None of those inequities are new, but the abrupt shift in modality has both exacerbated and intensified them. If all your schooling is now online, and you can’t get online, then for you, school is closed. And with the similar online shift in learning-support services, the scaffolding that many of our students depended upon — and which we told them they were entitled to and exhorted them to use — became unreachable. Covid-19 has laid bare the profound inequities in our society, from the global scale all the way down to my section of “Ancient World History.”
HyFlex classes didn’t cause those inequities, but they can reflect and intensify them. If we employ an instructional model that is dependent upon things like live videoconferencing and streaming media — without ensuring that all students are able to access their courses — we’ve committed institutional malpractice, and it doesn’t matter if we’re in a pandemic. If we are open for learning, it has to be for all our students or none. To do otherwise is to intensify the very inequities we say we want to fix.

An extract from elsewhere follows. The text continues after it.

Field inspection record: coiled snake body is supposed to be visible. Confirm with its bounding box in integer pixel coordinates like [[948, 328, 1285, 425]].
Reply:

All of these lessons sound fairly negative. But I think that reflects the extraordinarily difficult circumstances in which all of us find ourselves this fall as much as, or more than, any particular shortcoming of the HyFlex model itself.
While there have been implementation issues, technological snafus, and steep learning curves — as you’d expect with any changes this significant — there have also been a number of HyFlex success stories on my campus, and likely yours, too. I have colleagues who, having learned particular technologies to teach a HyFlex course, are now integrating that knowledge into all of their teaching and making plans to incorporate these new skills and abilities (Remote office hours can be more flexible! Recording videos students can always access is a great way to start reviewing for an exam! Having students all on the same digital whiteboard space to mark up a paper draft is really cool!) across all their future courses.
We have students who, quite literally, would have had to drop out if their courses had not been available in the HyFlex format. All of us are learning how to increase our capacity for compassion, flexibility, and empathy. Given the circumstances in which we find ourselves, that may be the most important outcome of all.